Deux auteurs de la Rome impériale parlent d'une plebs
média, opposée à la plebs humilis. Il existait une
classe moyenne dans cette société à ordines, qui se
manifeste par son énorme présence matérielle (maisons, inscriptions, art
funéraire). Sa définition est négative et hétérogène : les plébéiens moyens
ne sont ni membres des ordines privilégiés, ni réduits à
gagner quotidiennement leur pain, ni positivement riches (ils sont pauvres
au sens antique du mot), ni de naissance servile ; ils incarnent le citoyen
moyen et aussi le « lecteur idéal » de la semiotique littéraire. Pour la
classe gouvernante, ils sont la « partie saine » du peuple. On appartient à
la plèbe moyenne dès qu'on ne vit plus au jour le jour et qu'on est rentier
du sol qui vit de loisir ou boutiquier ayant un gros outillage ou un
entrepôt. Cette catégorie se signale par la conscience de soi des marchands
ou artisans, par le concept de métier comme exploit et non comme identité,
par l'entraide par le crédit entre confrères ; le souci de faire des
affaires s'oppose à avoir un patrimoine ; la morale d'Horace, l'iconographie
du banquet dit funèbre et le fantasme compensatoire : « vous avez la
richesse, nous avons la bonne vie » ; les Disticha Catonis
sont « un miroir de bourgeoisie » qui renvoie aux plébéiens leur propre
sagesse, sous prétexte de la leur enseigner.
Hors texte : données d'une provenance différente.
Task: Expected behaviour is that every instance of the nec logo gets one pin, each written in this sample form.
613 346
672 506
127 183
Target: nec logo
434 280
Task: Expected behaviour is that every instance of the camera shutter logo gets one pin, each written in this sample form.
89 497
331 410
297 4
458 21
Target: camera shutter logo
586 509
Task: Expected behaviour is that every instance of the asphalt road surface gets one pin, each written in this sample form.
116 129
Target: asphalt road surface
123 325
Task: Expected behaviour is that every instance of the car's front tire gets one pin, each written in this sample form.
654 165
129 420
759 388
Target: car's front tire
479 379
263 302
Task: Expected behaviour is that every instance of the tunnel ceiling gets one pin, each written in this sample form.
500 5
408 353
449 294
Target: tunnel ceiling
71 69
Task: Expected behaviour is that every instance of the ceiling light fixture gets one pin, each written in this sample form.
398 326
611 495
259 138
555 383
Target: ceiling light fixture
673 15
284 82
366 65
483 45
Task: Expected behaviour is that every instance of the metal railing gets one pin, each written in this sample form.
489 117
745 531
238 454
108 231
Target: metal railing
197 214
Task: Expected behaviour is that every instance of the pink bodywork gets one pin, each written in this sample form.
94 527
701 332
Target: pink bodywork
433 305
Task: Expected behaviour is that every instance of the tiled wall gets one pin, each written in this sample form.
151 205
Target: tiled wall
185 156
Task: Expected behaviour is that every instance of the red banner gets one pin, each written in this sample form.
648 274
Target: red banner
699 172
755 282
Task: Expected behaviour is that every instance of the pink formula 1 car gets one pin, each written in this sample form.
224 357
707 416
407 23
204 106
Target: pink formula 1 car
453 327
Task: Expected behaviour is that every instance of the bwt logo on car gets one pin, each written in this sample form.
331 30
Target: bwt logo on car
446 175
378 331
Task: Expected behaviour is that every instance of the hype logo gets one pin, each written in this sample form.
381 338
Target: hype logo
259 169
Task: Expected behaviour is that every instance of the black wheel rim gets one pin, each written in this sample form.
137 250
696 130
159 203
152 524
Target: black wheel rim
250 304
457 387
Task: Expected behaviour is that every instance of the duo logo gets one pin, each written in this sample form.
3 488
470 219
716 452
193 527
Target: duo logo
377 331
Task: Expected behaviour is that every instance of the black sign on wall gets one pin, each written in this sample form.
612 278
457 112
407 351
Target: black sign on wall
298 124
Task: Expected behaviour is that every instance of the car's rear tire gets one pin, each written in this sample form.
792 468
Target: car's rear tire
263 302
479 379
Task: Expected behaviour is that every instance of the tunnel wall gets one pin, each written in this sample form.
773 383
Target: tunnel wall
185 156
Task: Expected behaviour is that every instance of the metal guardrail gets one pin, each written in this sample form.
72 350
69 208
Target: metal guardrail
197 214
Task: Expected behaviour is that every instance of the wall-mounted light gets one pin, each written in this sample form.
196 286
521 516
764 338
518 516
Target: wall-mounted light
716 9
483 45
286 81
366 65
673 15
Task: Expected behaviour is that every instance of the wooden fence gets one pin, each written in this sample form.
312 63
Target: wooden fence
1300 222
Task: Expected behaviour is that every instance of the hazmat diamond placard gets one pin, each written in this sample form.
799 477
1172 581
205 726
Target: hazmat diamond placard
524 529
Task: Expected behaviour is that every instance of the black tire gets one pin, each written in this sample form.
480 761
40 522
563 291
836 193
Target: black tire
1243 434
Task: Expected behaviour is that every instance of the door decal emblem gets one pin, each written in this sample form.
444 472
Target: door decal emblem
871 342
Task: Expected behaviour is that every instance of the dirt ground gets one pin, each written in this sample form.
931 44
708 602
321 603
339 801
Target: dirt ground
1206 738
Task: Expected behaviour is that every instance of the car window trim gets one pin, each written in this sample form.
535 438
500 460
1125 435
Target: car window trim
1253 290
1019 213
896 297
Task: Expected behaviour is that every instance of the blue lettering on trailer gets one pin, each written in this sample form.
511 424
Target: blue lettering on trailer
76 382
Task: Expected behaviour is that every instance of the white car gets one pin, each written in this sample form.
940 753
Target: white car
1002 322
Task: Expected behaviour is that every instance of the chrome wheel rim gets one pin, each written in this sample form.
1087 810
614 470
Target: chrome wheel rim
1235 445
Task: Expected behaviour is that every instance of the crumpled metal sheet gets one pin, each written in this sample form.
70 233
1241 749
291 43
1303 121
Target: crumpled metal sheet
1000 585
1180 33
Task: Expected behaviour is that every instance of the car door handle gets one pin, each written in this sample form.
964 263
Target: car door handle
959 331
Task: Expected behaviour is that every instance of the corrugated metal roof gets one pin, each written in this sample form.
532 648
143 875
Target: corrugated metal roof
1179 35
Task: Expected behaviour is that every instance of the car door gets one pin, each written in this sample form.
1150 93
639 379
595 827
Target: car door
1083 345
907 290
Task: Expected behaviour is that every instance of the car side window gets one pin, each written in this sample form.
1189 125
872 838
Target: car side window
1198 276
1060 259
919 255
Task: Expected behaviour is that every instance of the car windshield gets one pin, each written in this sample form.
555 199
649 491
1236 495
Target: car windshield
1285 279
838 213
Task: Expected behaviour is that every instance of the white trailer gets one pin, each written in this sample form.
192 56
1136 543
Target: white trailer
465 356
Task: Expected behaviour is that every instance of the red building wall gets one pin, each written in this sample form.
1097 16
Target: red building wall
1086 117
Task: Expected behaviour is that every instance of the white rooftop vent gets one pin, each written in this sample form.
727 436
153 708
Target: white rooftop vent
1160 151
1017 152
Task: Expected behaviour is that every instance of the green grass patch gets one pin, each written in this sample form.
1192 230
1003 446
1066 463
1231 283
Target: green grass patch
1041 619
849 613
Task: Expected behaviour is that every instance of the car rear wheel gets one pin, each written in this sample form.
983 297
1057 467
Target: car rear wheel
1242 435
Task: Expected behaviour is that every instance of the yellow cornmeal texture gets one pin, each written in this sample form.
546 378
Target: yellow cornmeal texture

La plebs de
l'Urbs n'était pas une tourbe dépolitisée ; sous des leaders issus de la
plèbe moyenne, elle conserve une légitimité politique et parfois militaire.
Mais une économie d'échanges au processus très morcelé, sans vrai système
bancaire, sans marché large et transparent, mais avec de la corruption, des
squeezes et des pots-de-vin partout, a maintenu la plèbe
moyenne dans une dépendance économique à la classe gouvernante.